As long-term investors, the risk we care most about is the permanent loss of capital. This can happen when a company goes bankrupt or raises money from a disadvantaged position and is separate from short-term stock price volatility, which we are much less bothered by.

Estée Lauder reported $3.70 billion of cash and $9.34 billion of debt on its balance sheet in the most recent quarter. As investors in high-quality companies, we primarily focus on two things: 1) that a company's debt level isn't too high and 2) that its interest payments are not excessively burdening the business.

With $2.10 billion of EBITDA over the last 12 months, we view Estée Lauder's 2.7x net-debt-to-EBITDA ratio as safe. We also see its $109 million of annual interest expenses as appropriate. The company's profits give it plenty of breathing room, allowing it to continue investing in new initiatives.

Key Takeaways from Estée Lauder's Q1 Results

We liked how Estée Lauder beat analysts' EPS expectations this quarter. We were also excited its operating margin outperformed Wall Street's estimates. On the other hand, its revenue and earnings forecast for next quarter missed analysts' expectations. Full-year earnings guidance also missed Wall Street's estimates. Overall, this quarter's results were fine, but guidance is dragging the stock down. Specifically, the stock is down 5.6% after reporting, trading at $138.5 per share.

Is Now The Time?

Estée Lauder may have had a favorable quarter, but investors should also consider its valuation and business qualities when assessing the investment opportunity.

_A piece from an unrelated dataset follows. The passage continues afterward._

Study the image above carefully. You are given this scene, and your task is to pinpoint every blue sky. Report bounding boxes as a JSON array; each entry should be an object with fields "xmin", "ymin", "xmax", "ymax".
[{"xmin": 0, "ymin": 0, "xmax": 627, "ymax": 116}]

We have other favorites, but we understand the arguments that Estée Lauder isn't a bad business. Although its revenue growth has been weak over the last three years, its growth over the next 12 months is expected to be higher. And while its declining EPS over the last three years makes it hard to trust, its impressive gross margins are a wonderful starting point for the overall profitability of the business.

Estée Lauder's price-to-earnings ratio based on the next 12 months is 36.3x. There are things to like about Estée Lauder and there's no doubt it's a bit of a market darling, at least for some investors. But it seems there's a lot of optimism already priced in and we wonder if there are better opportunities elsewhere right now.

Wall Street analysts covering the company had a one-year price target of $162.16 per share right before these results (compared to the current share price of $138.50).